Lucky then that they are ‘dispersed'.

They were certainly not dispersed on the opening day at Lake Cullen where they were concentrated. Of the three other lakes on the Kerang Ramsar Wetland near to Lake Cullen, the most attractive lake type for birdlife, that we inspected early in the morning of the duck shoot opening, there were no birds (ZERO) and no shooters. In that place and on the Kerang Ramsar Wetland, birds were indeed concentrated on Lake Cullen and NOT dispersed.

 

2018: IN A BAD YEAR FOR SHOOTING BIRDS AND WHEN HARVEST BECOMES A DIRTY WORD

"Overall, counts in 2018 were similar to those of the previous year, but, due to the dry conditions, waterbirds tended to be concentrated on a smaller number of large, more permanent wetlands. Victorian Government bird count 2018.”

The statement below is from Birdlife Australia (the Australian equivalent of the RSPB). Many more birds are wounded and in a ‘good’ year we might expect the so-called ‘harvest’ (many birds are left or discarded) to be around 650,000 in Victoria. That is just from one state in Australia. Birds that are not ducks also get caught up in the slaughter and are not counted.

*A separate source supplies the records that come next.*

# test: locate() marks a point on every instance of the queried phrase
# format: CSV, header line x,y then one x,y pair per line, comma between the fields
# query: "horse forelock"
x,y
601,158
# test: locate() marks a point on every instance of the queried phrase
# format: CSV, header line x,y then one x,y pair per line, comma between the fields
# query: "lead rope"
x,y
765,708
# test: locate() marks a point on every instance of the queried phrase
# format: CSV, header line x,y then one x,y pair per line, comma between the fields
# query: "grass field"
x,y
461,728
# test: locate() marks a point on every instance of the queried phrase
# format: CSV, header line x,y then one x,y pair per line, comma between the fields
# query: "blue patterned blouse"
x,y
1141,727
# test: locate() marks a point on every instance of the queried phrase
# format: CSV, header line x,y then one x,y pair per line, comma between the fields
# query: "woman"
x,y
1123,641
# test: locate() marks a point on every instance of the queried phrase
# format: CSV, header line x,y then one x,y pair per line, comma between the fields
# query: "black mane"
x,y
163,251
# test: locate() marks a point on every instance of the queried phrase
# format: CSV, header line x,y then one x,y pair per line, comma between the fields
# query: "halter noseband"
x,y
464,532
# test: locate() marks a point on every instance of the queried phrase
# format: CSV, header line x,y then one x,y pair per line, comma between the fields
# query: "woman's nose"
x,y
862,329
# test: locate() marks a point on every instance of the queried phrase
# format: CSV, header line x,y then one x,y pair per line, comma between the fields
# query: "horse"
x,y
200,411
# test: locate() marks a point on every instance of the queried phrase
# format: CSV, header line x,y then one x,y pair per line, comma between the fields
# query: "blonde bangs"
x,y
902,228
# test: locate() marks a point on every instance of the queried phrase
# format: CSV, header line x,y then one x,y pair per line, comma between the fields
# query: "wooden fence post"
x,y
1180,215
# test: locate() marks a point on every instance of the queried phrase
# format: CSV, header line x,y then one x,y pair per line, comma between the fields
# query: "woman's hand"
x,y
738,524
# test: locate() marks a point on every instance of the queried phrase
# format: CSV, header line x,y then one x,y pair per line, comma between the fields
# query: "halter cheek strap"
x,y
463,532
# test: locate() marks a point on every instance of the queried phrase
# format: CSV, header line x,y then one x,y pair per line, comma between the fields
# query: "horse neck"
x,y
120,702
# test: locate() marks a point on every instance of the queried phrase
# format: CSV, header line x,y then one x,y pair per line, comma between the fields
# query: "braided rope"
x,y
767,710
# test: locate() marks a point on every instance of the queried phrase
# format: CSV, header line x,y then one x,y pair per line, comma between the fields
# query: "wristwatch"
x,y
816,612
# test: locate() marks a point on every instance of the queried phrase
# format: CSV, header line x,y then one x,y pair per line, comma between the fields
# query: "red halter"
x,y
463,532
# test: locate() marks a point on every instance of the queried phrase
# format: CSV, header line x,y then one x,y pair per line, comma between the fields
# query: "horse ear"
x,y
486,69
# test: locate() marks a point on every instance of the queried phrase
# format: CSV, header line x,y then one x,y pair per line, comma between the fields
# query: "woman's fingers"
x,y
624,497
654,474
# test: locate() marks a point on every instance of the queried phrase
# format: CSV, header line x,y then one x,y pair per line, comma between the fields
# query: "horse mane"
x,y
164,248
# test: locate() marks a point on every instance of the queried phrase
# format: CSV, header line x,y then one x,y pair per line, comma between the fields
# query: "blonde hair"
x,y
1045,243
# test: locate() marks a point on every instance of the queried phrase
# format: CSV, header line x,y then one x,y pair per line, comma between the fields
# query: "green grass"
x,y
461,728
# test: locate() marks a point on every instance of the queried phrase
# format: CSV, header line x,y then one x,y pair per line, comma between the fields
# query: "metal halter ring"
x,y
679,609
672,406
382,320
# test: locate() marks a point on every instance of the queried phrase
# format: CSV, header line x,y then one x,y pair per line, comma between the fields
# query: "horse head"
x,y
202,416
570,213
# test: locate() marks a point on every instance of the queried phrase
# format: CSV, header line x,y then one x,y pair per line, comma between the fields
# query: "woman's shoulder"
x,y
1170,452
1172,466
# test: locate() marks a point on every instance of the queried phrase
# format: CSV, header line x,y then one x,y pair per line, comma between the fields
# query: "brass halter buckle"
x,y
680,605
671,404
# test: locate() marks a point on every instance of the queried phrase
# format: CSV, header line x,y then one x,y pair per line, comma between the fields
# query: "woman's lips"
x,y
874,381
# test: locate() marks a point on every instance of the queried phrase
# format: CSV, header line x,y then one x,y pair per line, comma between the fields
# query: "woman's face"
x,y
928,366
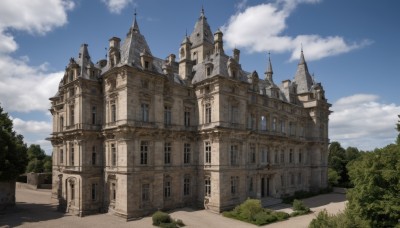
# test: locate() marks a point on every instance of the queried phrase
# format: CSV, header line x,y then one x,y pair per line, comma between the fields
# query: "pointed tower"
x,y
269,72
303,78
185,62
201,39
135,46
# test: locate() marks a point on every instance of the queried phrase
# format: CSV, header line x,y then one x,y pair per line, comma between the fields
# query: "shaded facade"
x,y
134,133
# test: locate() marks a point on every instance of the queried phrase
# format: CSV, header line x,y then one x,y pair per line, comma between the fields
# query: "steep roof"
x,y
133,46
201,32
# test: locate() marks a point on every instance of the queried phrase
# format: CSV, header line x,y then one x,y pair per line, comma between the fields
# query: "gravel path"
x,y
34,209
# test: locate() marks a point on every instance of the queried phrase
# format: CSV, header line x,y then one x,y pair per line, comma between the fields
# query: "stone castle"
x,y
134,133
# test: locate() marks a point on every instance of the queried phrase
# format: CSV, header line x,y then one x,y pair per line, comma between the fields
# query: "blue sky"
x,y
352,47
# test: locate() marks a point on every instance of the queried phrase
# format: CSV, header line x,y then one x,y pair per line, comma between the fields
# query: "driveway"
x,y
34,209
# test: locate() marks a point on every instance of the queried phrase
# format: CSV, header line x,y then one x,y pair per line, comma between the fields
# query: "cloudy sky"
x,y
352,48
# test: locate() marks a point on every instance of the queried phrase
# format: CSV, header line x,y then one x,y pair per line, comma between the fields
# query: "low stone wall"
x,y
7,194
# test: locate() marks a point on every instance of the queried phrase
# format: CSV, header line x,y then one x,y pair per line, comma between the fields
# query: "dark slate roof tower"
x,y
134,45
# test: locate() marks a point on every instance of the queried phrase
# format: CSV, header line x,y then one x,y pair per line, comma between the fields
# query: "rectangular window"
x,y
207,187
208,113
113,113
251,184
167,189
234,114
253,155
94,155
208,152
263,123
300,156
167,115
72,115
72,156
94,115
113,155
186,153
143,152
113,192
72,186
186,186
187,118
145,112
145,192
61,156
234,155
94,192
167,153
274,124
234,185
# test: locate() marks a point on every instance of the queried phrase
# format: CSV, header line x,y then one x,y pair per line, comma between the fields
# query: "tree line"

“According to official estimates by the Victorian Government’s Game Management Authority (which oversees the annual duck shooting season), nearly 400,000 ducks were ‘harvested’ in Victoria during the 2018 duck shooting season — 396,708, to be exact. That’s an astonishing number of native birds killed for no reason other than the enjoyment of a dwindling number of hunters. Add to that the number of native ducks shot across South Australia and Tasmania and the figure will be even more staggering”.

A matter of abundance

One of the things we often discuss in Australia is what landscapes looked like and contained fifty years ago, one hundred years ago and so on. There is plenty of written evidence from early reports from explorers or settlers which detail what once existed in a landscape. Importantly, we have known many Aboriginal elders across the continent over many decades and their descriptions of what the landscapes they knew so well looked like and contained are very different to what we see today. These reports often vary greatly from what politicians and public servants claim to be the case. Species distribution maps also get rewritten in the colonial mind.

The decline of biodiversity that we have witnessed over the last 45 years ,including the number of animals, in Australia is both astounding and deeply distressing.

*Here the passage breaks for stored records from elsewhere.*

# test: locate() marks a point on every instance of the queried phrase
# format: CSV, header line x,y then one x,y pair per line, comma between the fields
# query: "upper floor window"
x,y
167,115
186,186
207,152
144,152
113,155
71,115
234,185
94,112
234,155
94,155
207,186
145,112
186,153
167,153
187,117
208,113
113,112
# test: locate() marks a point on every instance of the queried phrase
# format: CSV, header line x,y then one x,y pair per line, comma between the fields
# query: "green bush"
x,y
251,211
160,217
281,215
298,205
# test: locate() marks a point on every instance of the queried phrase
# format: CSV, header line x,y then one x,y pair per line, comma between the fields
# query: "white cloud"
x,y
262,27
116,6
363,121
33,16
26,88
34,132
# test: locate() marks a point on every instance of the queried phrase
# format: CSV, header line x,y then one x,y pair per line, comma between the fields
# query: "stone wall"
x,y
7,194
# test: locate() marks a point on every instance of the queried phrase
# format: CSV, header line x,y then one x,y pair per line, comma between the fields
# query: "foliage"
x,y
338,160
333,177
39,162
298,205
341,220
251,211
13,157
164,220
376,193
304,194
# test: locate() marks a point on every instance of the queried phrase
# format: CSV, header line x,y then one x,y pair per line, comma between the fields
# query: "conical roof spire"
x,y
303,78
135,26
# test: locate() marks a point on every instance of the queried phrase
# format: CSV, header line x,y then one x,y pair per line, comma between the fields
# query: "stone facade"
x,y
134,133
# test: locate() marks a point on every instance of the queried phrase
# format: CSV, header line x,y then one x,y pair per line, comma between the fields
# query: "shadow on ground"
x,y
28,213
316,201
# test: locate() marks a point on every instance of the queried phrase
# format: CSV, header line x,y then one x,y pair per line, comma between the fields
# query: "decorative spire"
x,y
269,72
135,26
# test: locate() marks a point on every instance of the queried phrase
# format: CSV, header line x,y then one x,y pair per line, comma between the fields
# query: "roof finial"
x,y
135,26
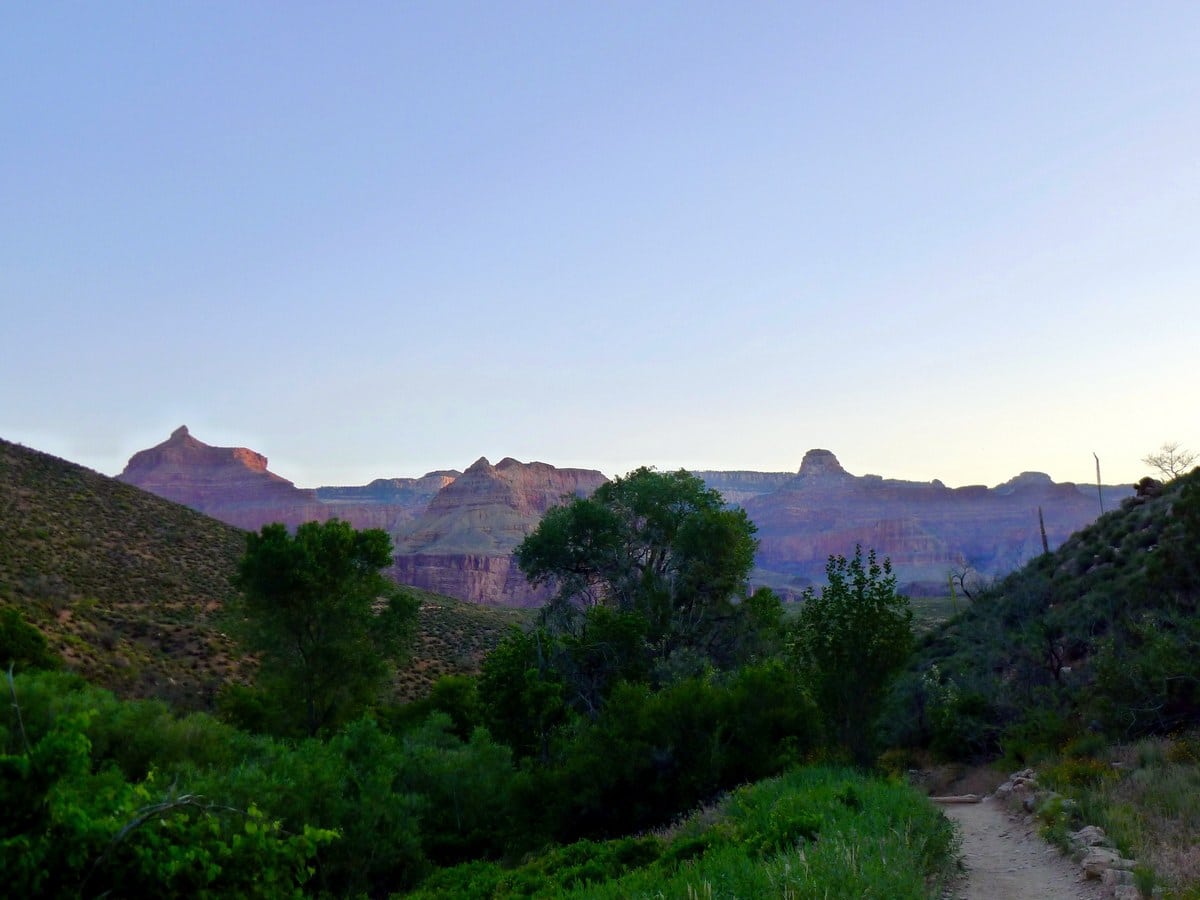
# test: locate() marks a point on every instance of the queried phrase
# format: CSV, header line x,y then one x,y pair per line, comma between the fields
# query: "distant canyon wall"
x,y
454,532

The claims from the Victorian Department of Environment (DELWP), for example, that species of Australian wildlife are over abundant are silly in the context of what the populations of numerous native species were just 200 years ago. In the case of the Koala it is likely that its population is now less than one per cent of its pre-colonial population, what is missing of course is the Koala’s habitat and remaining animals are compressed into smaller and smaller places.  There are also numerous places in the state where they are regionally extinct. This brings us to a point where this department is resisting the rescue of young Koalas from bush fire zones, this conduct is both intensely cruel and an extremely irresponsible pathway to inevitable extinction.

Koalas heading for extinction

Killing Koalas: A species on the edge of extinction and also described as overabundant

If we all took the trouble to understand the history of Australian landscapes then perhaps biodiversity would have a better future.

Back to birdlife, here is one observation from 1838:

…at three miles further the description of the natives was verified, the river spread out into a large freshwater lake to which I gave the name of Lake Hindmarsh after the first Governor of South Australia… …the lake appeared about thirty-five miles in circumference but did not seem deep near the shores – the water fowl upon it were innumerable… …the water of the lake, tho’ fresh, left an unpleasant taste, probably from the vast numbers of waterfowls frequenting it…

From Edward Eyre’s Autobiographical Narrative of Residence and Exploration in Australia 1832-1839 (edited with an introduction and notes by Jill Waterhouse in 1984), Chapter 12, 3rd March–23rd April 1838 (page 140).

 

NOTE: Lake Hindmarsh is to the south of Lake Albacutya (Ramsar listed) and to the north of the Victorian town Jeparit.